In an action plan announced today the Bar Standards Board (BSB) said it was considering several recommendations, one of which would involve ‘expanded monitoring’ of chambers.

Current policy only calls for chambers to have a ‘proper procedure’ for handling complaints.

The BSB’s recommendations say chambers could be required to record and report the number of complaints received, and the outcomes of those complaints. Annual reports on the number of harassment/discrimination experiences and a requirement for policies to be published or provided to staff and tenants before they join a set has also been suggested.

Other proposals include asking chambers to disclose the reasons for allocating work to a particular barrister and the number of flexible working requests a chambers receives.

A BSB spokesperson told the Gazette: ‘If the BSB were to consider this it would involve formal consultation before any potential rule changes can be made. The focus is on how chambers can better monitor, record and address discrimination through their internal management processes and how this can improve working culture.’

The announcement follows the BSB’s ‘Women at the Bar’ report in 2016 which found that women could face treatment including harassment, discrimination and unfair allocation of work.

After that report, the BSB held workshops with barristers, barristers’ clerks, chambers’ directors, circuit leaders, specialist bar associations and training providers to come up with a plan for tackling the problem.

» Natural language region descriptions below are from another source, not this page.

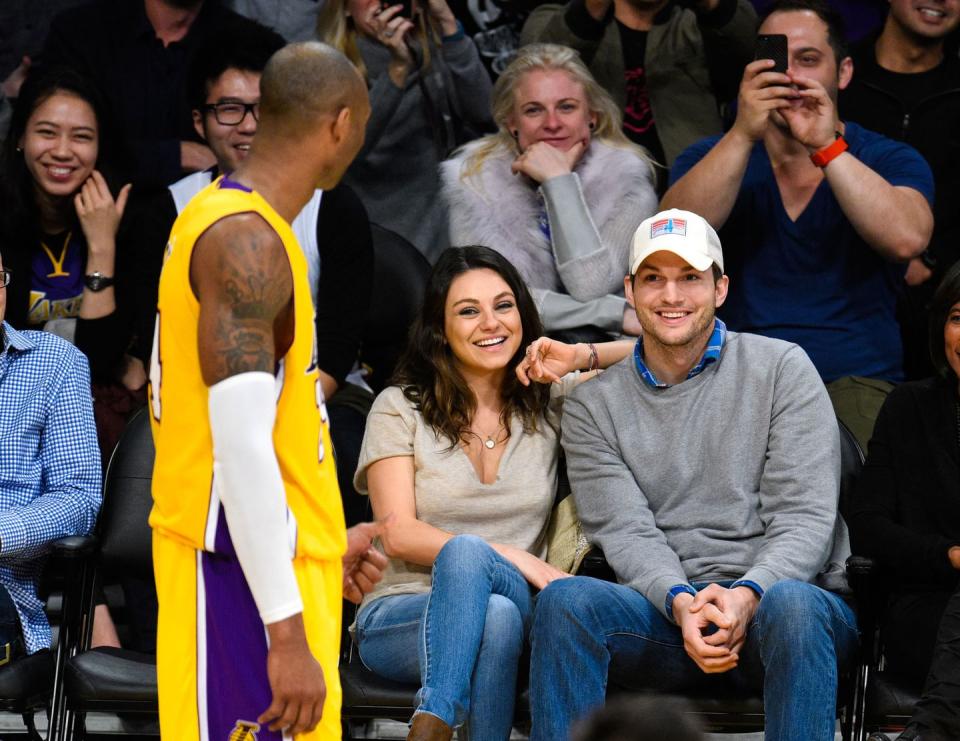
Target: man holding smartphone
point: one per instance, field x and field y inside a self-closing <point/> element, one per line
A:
<point x="822" y="214"/>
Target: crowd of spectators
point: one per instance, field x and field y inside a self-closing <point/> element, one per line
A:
<point x="549" y="135"/>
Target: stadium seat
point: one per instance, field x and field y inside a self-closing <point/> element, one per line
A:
<point x="109" y="679"/>
<point x="399" y="280"/>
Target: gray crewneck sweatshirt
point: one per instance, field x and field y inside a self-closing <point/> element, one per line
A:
<point x="731" y="474"/>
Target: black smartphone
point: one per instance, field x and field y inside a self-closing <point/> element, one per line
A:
<point x="773" y="46"/>
<point x="406" y="10"/>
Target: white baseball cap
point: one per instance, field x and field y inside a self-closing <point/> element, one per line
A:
<point x="683" y="233"/>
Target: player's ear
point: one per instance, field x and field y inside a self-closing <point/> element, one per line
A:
<point x="341" y="124"/>
<point x="844" y="73"/>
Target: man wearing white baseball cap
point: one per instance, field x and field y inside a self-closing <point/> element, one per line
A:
<point x="706" y="467"/>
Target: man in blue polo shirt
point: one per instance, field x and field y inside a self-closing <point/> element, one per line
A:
<point x="49" y="470"/>
<point x="820" y="217"/>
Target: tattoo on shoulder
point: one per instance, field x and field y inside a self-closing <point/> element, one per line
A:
<point x="253" y="291"/>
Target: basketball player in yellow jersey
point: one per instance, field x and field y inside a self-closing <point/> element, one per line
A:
<point x="248" y="526"/>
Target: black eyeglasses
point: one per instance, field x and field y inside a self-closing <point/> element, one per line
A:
<point x="232" y="114"/>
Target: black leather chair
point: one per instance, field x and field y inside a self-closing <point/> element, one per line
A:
<point x="109" y="679"/>
<point x="399" y="279"/>
<point x="882" y="701"/>
<point x="27" y="685"/>
<point x="367" y="695"/>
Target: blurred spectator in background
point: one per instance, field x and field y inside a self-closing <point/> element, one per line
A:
<point x="224" y="90"/>
<point x="668" y="66"/>
<point x="137" y="52"/>
<point x="821" y="215"/>
<point x="48" y="464"/>
<point x="906" y="87"/>
<point x="906" y="514"/>
<point x="860" y="17"/>
<point x="429" y="92"/>
<point x="58" y="229"/>
<point x="295" y="20"/>
<point x="558" y="190"/>
<point x="23" y="28"/>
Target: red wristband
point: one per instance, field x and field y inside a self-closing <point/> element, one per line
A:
<point x="825" y="156"/>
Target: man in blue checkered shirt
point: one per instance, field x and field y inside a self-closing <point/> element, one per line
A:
<point x="49" y="470"/>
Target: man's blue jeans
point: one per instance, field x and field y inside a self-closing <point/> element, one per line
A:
<point x="462" y="641"/>
<point x="586" y="630"/>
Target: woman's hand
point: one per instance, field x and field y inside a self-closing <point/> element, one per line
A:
<point x="537" y="572"/>
<point x="542" y="161"/>
<point x="547" y="361"/>
<point x="391" y="29"/>
<point x="99" y="214"/>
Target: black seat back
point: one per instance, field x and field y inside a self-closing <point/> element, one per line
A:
<point x="851" y="462"/>
<point x="125" y="538"/>
<point x="399" y="280"/>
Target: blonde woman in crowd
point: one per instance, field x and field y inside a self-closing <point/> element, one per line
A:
<point x="558" y="190"/>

Ewen MacLoed, BSB director of strategy and policy, said: ‘These proposals seek to focus on the unfair treatment of women barristers and to improve the retention and progress of women at the bar. It is clear that the profession needs to continue to work together to address these issues, ensure more wide-spread compliance with our equality rules, learn from the examples of good practice that exist at the Bar, and to focus on delivering practical and workable solutions.’

The BSB said it will continue to engage with the Bar Council, Legal Practice Management Association, Institute of Barristers’ Clerks, Inns of Court and other stakeholders.

Sam Mercer, head of policy: equality & diversity at representative body the Bar Council said much of the BSB’s action plan ‘appears to support and recognise’ the importance and value of work that the council has already undertaken. ‘Given that many of the ideas outlined intersect with our experience of working closely with the bar, we are keen to engage with the BSB on behalf of the profession,’ she said.